BEBASBARU.ID, INTERNASIONAL – Selama ini momok paling menakutkan bagi kepentingan Amerika dan Isreal di kawasan Timur Tengah adalah Iran.
Iran satu-satunya negeri yang tak takut embargo panjang AS dan berseteru langsung dengan Israel, walaupun sampai detik ini Iran masih belum langsung menyerang anak asuh Mamarika itu.
Namun kini semua berubah, setelah Israel terang-terangan membangunkan singa tidur, yakni menyerang Kedutaan Iran di Suriah.
Ketegangan kedua negara pun meningkat ketika Israel menyerang Kedubes Iran tersebut, hingga menewaskan dua jenderal beserta lima penasihat militernya.
Kini, dengan percaya diri Perdana Menteri Israel Benjamin Netanyahu mengungkapkan bahwa pihaknya siap perang lawan negeri ini.
“Selama bertahun-tahun, Iran telah bertindak melawan kami baik secara langsung maupun melalui proksinya, oleh karena itu, Israel bertindak melawan Iran dan proksinya, secara defensif dan ofensif,” tantang Netanyahu, seperti dikutip dari Reuters, Kamis (04/04/2024).
Serangan tersebut menjadi ancaman serius terhadap kepentingan politik Iran di Suriah. Melihat hal itu, pemimpin negeri ini pun bersumpah membalas serangan yang membunuh dua jenderal militernya.
Terlebih, proksi negeri ini di Irak, Kataib Hizbullah menyatakan siap untuk mempersenjatai 12 ribu pejuang di Yordania guna melawan Israel.
Kelompok Perlawanan Islam di Irak, yang diwakili oleh Kataib Hizbullah serta milisi Syiah lainnya.
Berkomitmen untuk memasok berbagai persenjataan mulai dari senjata ringan dan menengah hingga roket taktis, amunisi, serta bahan peledak.
Sebagai proksi dari negeri mullah ini, mereka berupaya untuk menunjukkan “solidaritas tak tergoyahkan” dengan para pejuang di Palestina melalui pasokan itu.

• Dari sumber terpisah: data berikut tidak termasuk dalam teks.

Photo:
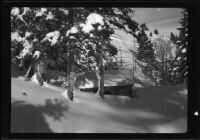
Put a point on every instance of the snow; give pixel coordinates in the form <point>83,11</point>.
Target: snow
<point>184,50</point>
<point>41,12</point>
<point>15,11</point>
<point>52,37</point>
<point>44,109</point>
<point>36,54</point>
<point>65,11</point>
<point>114,38</point>
<point>26,50</point>
<point>49,16</point>
<point>73,30</point>
<point>93,18</point>
<point>16,36</point>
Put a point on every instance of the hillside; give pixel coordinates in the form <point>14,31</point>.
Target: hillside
<point>41,109</point>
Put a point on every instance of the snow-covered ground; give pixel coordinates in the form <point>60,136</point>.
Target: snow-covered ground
<point>41,109</point>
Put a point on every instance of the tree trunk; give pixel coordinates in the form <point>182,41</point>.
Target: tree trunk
<point>70,77</point>
<point>101,85</point>
<point>70,72</point>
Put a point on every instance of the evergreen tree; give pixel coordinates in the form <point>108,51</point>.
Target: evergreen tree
<point>155,31</point>
<point>182,42</point>
<point>57,31</point>
<point>145,51</point>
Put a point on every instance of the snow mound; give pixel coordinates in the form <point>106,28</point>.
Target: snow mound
<point>92,19</point>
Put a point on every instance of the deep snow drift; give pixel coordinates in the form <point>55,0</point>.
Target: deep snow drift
<point>40,109</point>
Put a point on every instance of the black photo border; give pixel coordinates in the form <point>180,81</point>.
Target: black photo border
<point>193,63</point>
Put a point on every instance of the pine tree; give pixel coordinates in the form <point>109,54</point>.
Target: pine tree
<point>145,51</point>
<point>37,27</point>
<point>182,67</point>
<point>155,31</point>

Israel yang telah meningkatkan kampanye militernya melawan negeri syiah ini pun menjadi khawatir terhadap berbagai ancaman yang mungkin datang.
Tentara Israel juga kerap terlibat dalam berbagai pertempuran dengan kelompok Hizbullah yang didukung Iran hingga Lebanon.
Kiprah negara yang pernah dipimpin ‘Shah’ pro AS ini di kawasan Timur Tengah dinilai oleh beberapa pengamat sebagai upaya destabilisasi dari pengaruh yang sedang terbentuk dalam dinamika politiknya.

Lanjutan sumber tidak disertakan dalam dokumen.